The question is practical: can a small, focused reviewer catch useful issues cheaply enough and consistently enough to improve the larger coding loop?

Why reviewer is the right role

Review is a better fit for a small adapter because the task can be constrained. The reviewer can receive a diff, a small amount of surrounding context, and a clear instruction: identify risks, missing tests, style mismatches, and likely integration problems.

Patch authoring is broader. It requires planning, editing, resolving conflicts, running checks, and making tradeoffs across files. A small model can help with parts of that process, but I do not trust it as the owner of the whole change.

This role split keeps responsibility clear. A stronger general model or a human can own the patch. The LoRA reviewer acts like a specialist who points out issues, not like a second author making uncoordinated edits.

What useful training data looks like

Useful examples are task-shaped. They include the diff, the relevant surrounding context, the expected finding, and the reason the finding matters. That teaches the adapter to inspect and explain, not just summarize code.

A good example might show a route change that forgot to update metadata, a React component that breaks an existing loading state, or a Python edit that crosses a provider boundary the repo normally keeps separate. The expected response should name the issue and suggest a check or fix.

Weak examples are broad repo dumps or generic descriptions of what a file does. Those may teach vocabulary, but they do not teach judgment. Review quality depends on judgment: what matters, what does not, and what evidence supports the finding.

How I evaluate the reviewer

A reviewer is useful if it catches real problems without creating too much noise.
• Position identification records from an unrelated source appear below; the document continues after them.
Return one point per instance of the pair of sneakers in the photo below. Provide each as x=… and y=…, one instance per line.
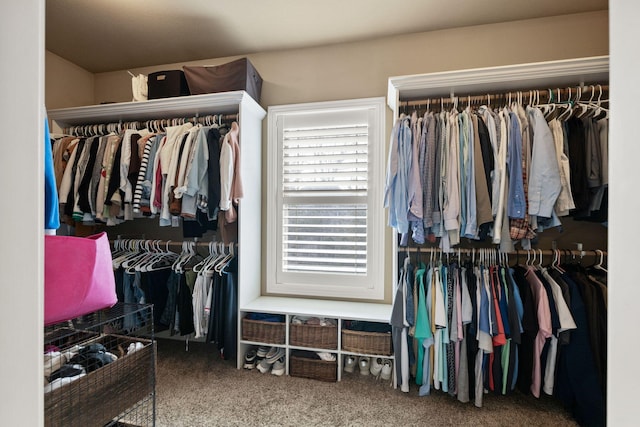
x=253, y=356
x=362, y=362
x=380, y=368
x=274, y=361
x=376, y=366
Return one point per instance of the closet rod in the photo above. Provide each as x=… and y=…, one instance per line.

I care more about actionable findings than long explanations. A short note that points to the exact risk is better than a confident paragraph that says nothing specific.

The evaluation should include held-out examples and real patches. Held-out examples show whether the adapter learned the review task instead of memorizing the training set. Real patches show whether the reviewer survives messy context, partial information, and ordinary project complexity.

False positives matter. If the reviewer complains about harmless choices too often, people will ignore it. False negatives matter too, but a noisy reviewer can be worse than no reviewer because it adds review fatigue to an already complex workflow.

Where this could fit

The most realistic use is a layered coding workflow. A primary coding agent proposes a patch. Automated checks run. Small reviewers inspect narrow slices of the diff. A final synthesis step decides which findings matter and applies fixes deliberately.

That workflow still needs verification. Tests, builds, type checks, and human review do not disappear. The LoRA reviewer is only useful if it improves the odds that the right issues get noticed before the patch lands.

That is the standard I am using. Not whether the system sounds smart, but whether it produces findings that lead to better patches with less wasted review time.